У меня реально начала ехать крыша от такого режима. Дошло до того, что стал по ночам вскакивать от кошмаров. Однажды хватило дурости признаться в том Онуфрию, так он мне зарядил что-то вроде епитимьи – сто раз «Отче наш», да с поклонами и крестными знамениями. А из меня такой православный, честно сказать… Никакой, словом. Хорошо хоть здесь несколько самых расхожих молитв выучил. Впрочем, подобная молитвенная медитация помогла: на какое-то время плохие сны перестали навещать.
Даже Ефима проняло такое житьё-бытьё, в чём он мне однажды признался. Мол, и жена покойница чаще сниться стала, и родные места – Тульская губерния. Из чего он сделал вывод, что задерживаться здесь мы не будем точно.

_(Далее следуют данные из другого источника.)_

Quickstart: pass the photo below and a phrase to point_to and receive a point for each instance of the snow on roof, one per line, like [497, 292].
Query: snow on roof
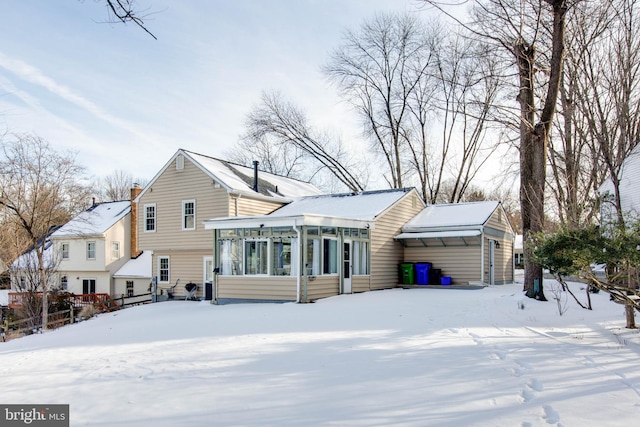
[240, 178]
[138, 267]
[451, 215]
[361, 206]
[95, 220]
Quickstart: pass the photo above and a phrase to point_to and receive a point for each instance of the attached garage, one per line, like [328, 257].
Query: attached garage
[470, 243]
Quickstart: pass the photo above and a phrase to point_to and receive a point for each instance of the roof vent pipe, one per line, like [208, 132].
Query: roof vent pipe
[255, 176]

Впрочем, я нашёл временный выход из безвыходного положения: попросил Онуфрия обучить Ефима грамоте и Слову Божию. Понятно, что инициатива была встречена не слишком благосклонно, но старец всё же оценил стремление «единоверца» к свету истинной веры. Понятно, что обучение происходило по книгам, грамматика которых устарела ещё во времена первопечатника Ивана Фёдорова. Я, кстати, в первый же день реально офигел, увидев в часовне толстенные тома в деревянных переплётах с амбарными петлями. Небось, они ещё и рукописные. Вот это раритеты, в моё время музеи или коллекционеры за них миллионы готовы были бы отвалить. Но уж лучше такая грамота, чем никакой. Да и я временами присоседивался – дескать, послушать, как великовозрастный ученик «аз буки веди» заучивает – а сам реально мотал на ус. Хоть грамота и допетровская, но и мне не вредно будет поучиться.

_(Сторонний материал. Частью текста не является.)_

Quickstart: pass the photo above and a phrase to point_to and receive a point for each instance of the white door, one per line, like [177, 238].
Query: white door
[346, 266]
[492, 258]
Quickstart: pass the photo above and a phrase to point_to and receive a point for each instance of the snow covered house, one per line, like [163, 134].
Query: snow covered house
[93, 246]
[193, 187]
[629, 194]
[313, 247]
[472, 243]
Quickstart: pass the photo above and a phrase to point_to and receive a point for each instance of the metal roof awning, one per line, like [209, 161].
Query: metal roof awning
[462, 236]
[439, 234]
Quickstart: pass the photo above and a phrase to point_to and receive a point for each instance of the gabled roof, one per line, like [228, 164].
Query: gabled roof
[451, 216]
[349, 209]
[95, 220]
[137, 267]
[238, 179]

Кстати, об усах… Бритва здесь табу, все мужики бородатые, как в старину, до Петра Алексеевича с его знаменитыми ножницами. Ефим тоже перестал подстригать своё «украшение», а я… просто оброс и стал, по его словам, похож на варнака. Да и старую одёжку пришлось сменить на здешнюю, домотканую, а-ля семнадцатый век, чтобы не выделяться среди насельников скита.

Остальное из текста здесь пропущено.